A channel capture of @mkbhd looks like this:

$HOME/data/kura/youtube/@mkbhd/
├── manifest.json               # the repository index: target, depth, counts, range, stamps, gaps
├── index.html                  # the browsable archive home, inert
├── README.md                   # the Markdown index
├── channel.json                # the captured channel record
├── videos/                     # canonical records, the source of truth, plus sidecars
│   ├── <vid>.json              # canonical youtube.Video JSON, one per video
│   ├── <vid>.raw.json          # the untouched upstream payload, beside it
│   ├── <vid>.comments.json     # captured comments (when --comments)
│   ├── <vid>.transcript.<lang>.vtt   # the timed transcript
│   ├── <vid>.transcript.<lang>.txt   # the flat transcript, grep-friendly
│   ├── <vid>.chapters.json     # chapter list
│   └── <vid>.sponsorblock.json # SponsorBlock segments (when --sponsorblock)
├── html/                       # rendered inert per-video watch pages
│   └── <vid>.html
├── md/                         # rendered per-video Markdown with the inline transcript
│   └── <vid>.md
├── playlists/                  # captured playlist records and their video order
│   └── <plid>.json
├── community/                  # captured community posts (when --community)
│   └── <postid>.json
├── media/                      # localised media, bucketed by type
│   ├── thumb/                  # <vid>__<h6>.jpg
│   ├── avatar/                 # @mkbhd__<h6>.jpg
│   ├── banner/                 # @mkbhd__<h6>.jpg
│   ├── video/                  # <vid>__<fmt>.mp4 (only at --depth media)
│   └── audio/                  # <vid>__<fmt>.m4a (--depth audio, or -x)
├── _assets/
│   └── kura.css                # the one stylesheet the HTML views share
└── state.json                  # resume cursor: captured id/time range + a complete flag

Key points:

  • JSON is the source of truth.
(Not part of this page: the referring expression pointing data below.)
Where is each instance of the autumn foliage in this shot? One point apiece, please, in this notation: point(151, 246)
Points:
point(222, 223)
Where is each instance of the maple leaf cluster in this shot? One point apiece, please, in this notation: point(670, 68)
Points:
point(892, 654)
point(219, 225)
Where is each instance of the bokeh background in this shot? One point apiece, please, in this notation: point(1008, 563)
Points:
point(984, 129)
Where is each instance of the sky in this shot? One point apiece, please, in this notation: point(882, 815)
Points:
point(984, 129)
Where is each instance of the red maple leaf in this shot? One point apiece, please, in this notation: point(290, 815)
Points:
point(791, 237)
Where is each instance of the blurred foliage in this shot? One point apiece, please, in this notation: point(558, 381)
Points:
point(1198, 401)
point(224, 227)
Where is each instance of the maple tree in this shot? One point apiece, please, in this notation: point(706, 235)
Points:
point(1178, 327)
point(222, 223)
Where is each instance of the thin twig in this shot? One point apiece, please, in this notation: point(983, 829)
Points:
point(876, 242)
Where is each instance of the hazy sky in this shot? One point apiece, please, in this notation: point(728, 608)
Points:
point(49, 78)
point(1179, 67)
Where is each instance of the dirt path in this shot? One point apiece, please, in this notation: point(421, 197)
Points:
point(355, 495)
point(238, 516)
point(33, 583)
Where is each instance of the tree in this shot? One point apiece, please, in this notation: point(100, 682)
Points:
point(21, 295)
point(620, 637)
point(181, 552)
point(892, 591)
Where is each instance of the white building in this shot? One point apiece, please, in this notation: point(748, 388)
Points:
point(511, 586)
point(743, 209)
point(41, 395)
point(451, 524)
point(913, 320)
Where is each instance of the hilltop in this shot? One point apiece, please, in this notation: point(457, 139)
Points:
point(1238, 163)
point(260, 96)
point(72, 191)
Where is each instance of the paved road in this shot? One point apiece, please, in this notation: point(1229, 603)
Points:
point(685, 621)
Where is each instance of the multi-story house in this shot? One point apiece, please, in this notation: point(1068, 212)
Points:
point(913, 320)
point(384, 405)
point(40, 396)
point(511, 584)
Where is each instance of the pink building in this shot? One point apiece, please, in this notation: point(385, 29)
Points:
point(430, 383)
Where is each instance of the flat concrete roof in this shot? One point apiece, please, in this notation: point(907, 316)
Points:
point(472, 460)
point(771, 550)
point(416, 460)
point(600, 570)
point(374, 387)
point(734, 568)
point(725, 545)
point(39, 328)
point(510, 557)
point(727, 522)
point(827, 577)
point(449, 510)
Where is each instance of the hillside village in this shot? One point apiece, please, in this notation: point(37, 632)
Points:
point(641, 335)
Each video is videos/<id>.json, written the instant it arrives. The id is the 11-character string used verbatim, so the path is a pure function of the id and a re-capture overwrites the same file. A .raw.json sits beside it with the untouched upstream payload, so a parser improvement in ytb-cli can be replayed over an old archive.
  • Views are derived. html/, md/, index.html, and README.md are all rebuilt from the JSON by the renderer. Delete them and kura render <repo> recreates them with no network.
  • Media is localised and deduped. Files go under media/<type>/, named by the source key plus a short hash of the source URL. Two thumbnails never collide, and one avatar shared across many videos resolves to a single file. Stream files appear only at media or audio depth, and their name encodes the format selection.
  • Transcripts are stored twice. Timed .vtt is the source; flat .txt makes the archive greppable for the spoken word.

The manifest

manifest.json is the first file kura info, kura add, and kura render read. Its record-bearing fields are sorted by id so a re-capture of the same content writes a byte-identical manifest; the only wall-clock values live in the capture entries.

Field Meaning
service The source service, always youtube
target What the repo archives: kind, ref, and the resolved channel_id for a channel
depth The capture depth: meta, media, or audio
videos Total records held
media Counts of localised media: thumbs, videos, audio
transcripts Number of transcripts captured
comments_captured Whether comments were captured
range The oldest and newest captured video timestamps
captures One entry per run: at (the stamp), added, and depth
gaps What an IP-gated or failed fetch could not capture: video_id, what, reason
kura_version The kura version that wrote the repo
schema The on-disk layout version, for future migration

The gaps list is the archive being honest about its holes: a hidden comment thread, an empty IP-gated transcript, a stream that failed the cipher. A gap records exactly what is missing and why, rather than leaving the archive silently incomplete.